In previous years Andretti avoided talking about his beginnings in gay and bisexual porn, but more recently he talks openly about the subject when interviewed: "I think I did two bisexual movies, I never did gay. I did a handful of solo masturbation videos too and a handful of single layouts. It seems like every couple of years someone finds a reason to bring this up. I really did it for the money. They gave me ridiculous amounts of money with the hopes that I would do full gay movies".

When Andretti was asked if, at the time he did the movies, he was having bisexual tendencies or curious about gay sex in general: "Yes," he answered. "I know the experience now though. It's something that happened, I now know what it feels like, and after having tried it, I just know that it's not me".

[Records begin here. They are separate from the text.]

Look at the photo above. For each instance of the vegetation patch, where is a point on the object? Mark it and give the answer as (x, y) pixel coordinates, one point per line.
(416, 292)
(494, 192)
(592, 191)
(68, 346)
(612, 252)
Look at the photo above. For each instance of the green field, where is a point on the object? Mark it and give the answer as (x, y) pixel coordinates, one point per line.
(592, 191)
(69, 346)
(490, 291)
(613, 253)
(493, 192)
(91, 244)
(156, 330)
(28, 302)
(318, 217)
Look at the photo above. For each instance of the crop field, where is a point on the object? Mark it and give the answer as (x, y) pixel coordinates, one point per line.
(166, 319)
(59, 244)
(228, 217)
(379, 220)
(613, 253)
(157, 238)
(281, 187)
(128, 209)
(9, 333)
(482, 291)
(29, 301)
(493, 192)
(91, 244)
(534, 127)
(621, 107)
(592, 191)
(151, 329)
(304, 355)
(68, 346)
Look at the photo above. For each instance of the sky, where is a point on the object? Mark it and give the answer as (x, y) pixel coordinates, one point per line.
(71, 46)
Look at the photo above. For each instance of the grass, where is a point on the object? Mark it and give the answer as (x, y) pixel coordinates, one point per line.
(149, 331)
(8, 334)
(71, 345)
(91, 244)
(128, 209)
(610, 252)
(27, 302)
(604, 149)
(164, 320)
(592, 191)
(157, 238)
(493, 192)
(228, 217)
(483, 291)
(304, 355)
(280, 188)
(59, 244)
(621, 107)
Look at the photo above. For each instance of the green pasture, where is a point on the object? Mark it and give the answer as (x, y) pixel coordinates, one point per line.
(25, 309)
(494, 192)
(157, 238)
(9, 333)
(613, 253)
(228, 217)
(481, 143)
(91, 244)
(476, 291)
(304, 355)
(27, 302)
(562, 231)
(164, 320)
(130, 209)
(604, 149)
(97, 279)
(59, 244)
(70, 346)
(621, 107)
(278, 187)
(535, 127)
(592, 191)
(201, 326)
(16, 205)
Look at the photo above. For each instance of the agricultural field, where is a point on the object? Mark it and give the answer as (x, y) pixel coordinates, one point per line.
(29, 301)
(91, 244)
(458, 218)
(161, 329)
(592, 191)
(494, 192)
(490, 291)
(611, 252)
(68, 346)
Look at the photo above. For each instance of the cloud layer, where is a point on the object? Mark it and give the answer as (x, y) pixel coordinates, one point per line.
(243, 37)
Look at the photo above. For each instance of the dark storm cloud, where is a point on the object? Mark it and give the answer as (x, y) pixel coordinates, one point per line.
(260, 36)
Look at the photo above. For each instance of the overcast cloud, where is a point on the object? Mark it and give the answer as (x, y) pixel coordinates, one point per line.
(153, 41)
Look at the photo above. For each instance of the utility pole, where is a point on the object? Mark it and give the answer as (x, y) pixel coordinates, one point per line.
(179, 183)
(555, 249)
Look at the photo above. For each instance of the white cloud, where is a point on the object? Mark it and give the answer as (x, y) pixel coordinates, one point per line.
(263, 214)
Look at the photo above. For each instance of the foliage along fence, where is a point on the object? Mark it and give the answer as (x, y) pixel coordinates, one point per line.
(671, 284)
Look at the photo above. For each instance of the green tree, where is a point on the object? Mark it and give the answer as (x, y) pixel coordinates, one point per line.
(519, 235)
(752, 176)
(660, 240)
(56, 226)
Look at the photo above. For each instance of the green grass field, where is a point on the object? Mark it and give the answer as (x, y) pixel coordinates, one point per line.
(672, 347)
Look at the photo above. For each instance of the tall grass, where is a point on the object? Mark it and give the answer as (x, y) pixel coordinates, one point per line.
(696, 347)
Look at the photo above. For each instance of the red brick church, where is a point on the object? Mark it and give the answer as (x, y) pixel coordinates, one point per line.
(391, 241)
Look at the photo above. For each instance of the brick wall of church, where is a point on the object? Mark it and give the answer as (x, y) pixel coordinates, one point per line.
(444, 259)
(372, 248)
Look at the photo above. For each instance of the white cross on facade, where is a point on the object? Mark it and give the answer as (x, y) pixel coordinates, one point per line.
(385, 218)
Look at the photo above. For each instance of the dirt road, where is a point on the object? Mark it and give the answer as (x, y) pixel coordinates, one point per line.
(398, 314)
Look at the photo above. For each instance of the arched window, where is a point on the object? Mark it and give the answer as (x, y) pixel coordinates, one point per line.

He also said: "When people ask me about it directly, I'm not going to lie to them," says Julian. "It's not a topic of conversation I'm going to bring up, but I'm not going to lie about it either. The only time I lied about it was when I first signed with Metro and they asked if I'd done anything like that. I told them no and it just so happens that they had produced one of the movies so they already knew. I just wasn't proud of it, I didn't want them to know, and I didn't want it to affect my job".

Julian also said that he feels that homophobia is slightly rampant in the straight porn community, but claims people who deny their past or present in gay porn don't help that situation.

In 2002, he was featured on the television show Spice Hotel, on Friday, Saturday and Sunday nights on Spice Live, dedicated to porn star couples. He left the porn industry in 2005 and he turned to real estate and was replaced by Evan Stone.

On March 5, 2005, Andretti married Canadian porn star Lanny Barby and they divorced in 2007.

In 2006, with Derek Dozer, Andretti co-owned the porn company Twisted Pink and changed their name to Sudden Impact after founder Lola moved to Naughty America.

Andretti worked for Vivid Video, VCA Pictures, Metro Pictures, Vivid Entertainment, New Sensations, Twisted Pink Video, and Pistol Whip Media / Sudden Impact Video. He was also associated with Memphis Monroe (2008).

==Testimonials about his profession==
When I was in high school, I watched porn. And now the people I watched then, Nina Hartley, Peter North, Marilyn Chambers, I know these people. My mom says, "My son is a porn star." I didn't lie to them [family]. If I was ashamed of what I did, I would've done something else.

My family supports me. My grandparents joke about it. I was home in Seattle at Christmas. Grandpa says, "We've been to every adult store in town and we can't find your movies. Give us some of the titles?" I said no. My mom, her friends, my sister joke with me.